Минуту Пирс молчал. Неужели попытка ребенка защитить свою гувернантку показалась ему странной?

– Стало быть, мальчик должен узнать, что Маркус Трейвик ему вовсе не отец, – наконец заключил он. – Герцог ждет вас, – добавил Пирс, поворачивая к двери кабинета герцога Вейла.


Ник долго готовился к предстоящей встрече, но, увидев входящую в кабинет Мэри, обнаружил, что ее присутствие лишило его привычной холодности. Губы Ника невольно растянулись в улыбке. Обычно он тщательно скрывал свои чувства, но рядом с Мэри Уинтерс это было немыслимо – даже по прошествии семи лет.

Мэри была одета в синее утреннее платье с низким вырезом и облегающим лифом, подчеркивающим красоту высокой груди. Он выбирал это платье сам. Ник знал, что его цвет подчеркнет чистоту кожи, оттенок глаз и темных волос.

С первого же взгляда Ник заметил, что платье не пришлось Мэри впору. Девушка, которую он когда-то любил, изменилась – похудела, вытянулась, стала сдержанной и холодной. В ее глазах Нику не удалось разглядеть ни тени кокетства.

Почти незаметным кивком Вейл выслал из комнаты Пирса, но успел заметить, что тот нехотя вышел за дверь. Он не доверяет мне, боится, что я обижу ее, понял Ник.

– Вы хотели видеть меня? – спросила она.

Ее голос звучал уверенно, чуть вызывающе, и губы Вейла вновь дрогнули в ироничной улыбке. Он прекрасно знал, что самоуверенность Мэри – напускная.
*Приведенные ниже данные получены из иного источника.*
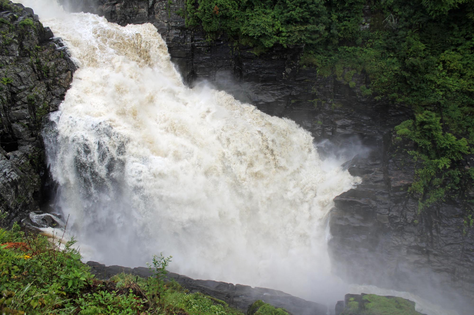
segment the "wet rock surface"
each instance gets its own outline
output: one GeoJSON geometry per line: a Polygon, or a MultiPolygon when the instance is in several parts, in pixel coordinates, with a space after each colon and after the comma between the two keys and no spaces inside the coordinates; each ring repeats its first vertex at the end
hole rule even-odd
{"type": "Polygon", "coordinates": [[[392,296],[346,294],[336,306],[336,315],[426,315],[415,310],[415,302],[392,296]]]}
{"type": "Polygon", "coordinates": [[[44,118],[57,110],[75,70],[48,27],[30,8],[0,3],[0,205],[18,222],[47,199],[44,118]]]}
{"type": "MultiPolygon", "coordinates": [[[[139,267],[130,268],[120,266],[109,266],[88,262],[91,272],[101,280],[108,280],[112,276],[125,272],[140,277],[149,277],[153,272],[148,268],[139,267]]],[[[230,306],[245,313],[248,306],[257,300],[275,307],[284,308],[294,315],[326,315],[327,307],[321,304],[310,302],[287,293],[264,288],[233,284],[211,280],[195,280],[189,277],[169,272],[168,279],[175,280],[191,293],[200,292],[222,300],[230,306]]]]}
{"type": "Polygon", "coordinates": [[[363,72],[324,77],[301,65],[301,47],[276,46],[257,56],[225,37],[207,41],[178,14],[185,10],[183,1],[86,2],[73,1],[71,8],[122,25],[153,23],[190,86],[206,80],[269,114],[292,119],[316,141],[330,140],[320,144],[320,153],[349,160],[346,167],[362,183],[335,199],[329,250],[336,273],[428,298],[426,286],[442,289],[447,296],[440,298],[465,308],[457,295],[474,293],[474,228],[463,214],[469,206],[441,203],[418,213],[407,192],[413,166],[392,140],[393,127],[412,116],[410,109],[363,95],[360,88],[369,83],[363,72]]]}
Увидев ее в эту минуту, никто не заподозрил бы, что вчера вечером эта женщина была сама не своя от тревоги за ребенка.

– Спасибо, что пришла, – отозвался он и, извинившись, что сидит, жестом предложил Мэри присесть у стола. Герцог не мог встать: ему пришлось расплачиваться за долгие часы, в течение которых он вышагивал по гостиной, вспоминая о прошлом и гадая, что ждет его в будущем. Несмотря на грызущую боль в раненой ноге, Вейл, едва дождавшись рассвета, приказал седлать коня. Скачка, которой он наказал себя, помогла прояснить мысли, но не исцелила тело.

– У меня не было выбора, ваша светлость.

Ей удалось произнести эти слова почти без сарказма, и Вейл оценил ее усилия. Мэри грациозно присела в указанное кресло и невозмутимо расправила складки юбки.

Когда она наконец подняла голову, ее лицо было непроницаемым, но от взгляда Вейла не ускользнула легкая дрожь пальцев, теребивших тонкую ткань. Внезапно ему вспомнилось вчерашнее прикосновение руки Мэри – тонких, загрубевших от тяжелой работы пальцев, и он не сразу сумел отогнать воспоминания.

– Мои люди в Лондоне собирают сведения о финансовых делах Маркуса Трейвика, – сообщил он. – В течение недели их передадут мне.

Мэри молчала. Ее взгляд по-прежнему был непроницаемым, но утратил равнодушие.

– Как только сведения окажутся в моих руках, – продолжал Вейл, – я смогу решить, каким образом заставить Трейвика отказаться от прав на ребенка. Не стоит делать предложение вслепую, не зная финансового положения Трейвика. Мне нужно узнать об этом человеке все, что только можно.

– Вы намерены предложить ему деньги в обмен на сына?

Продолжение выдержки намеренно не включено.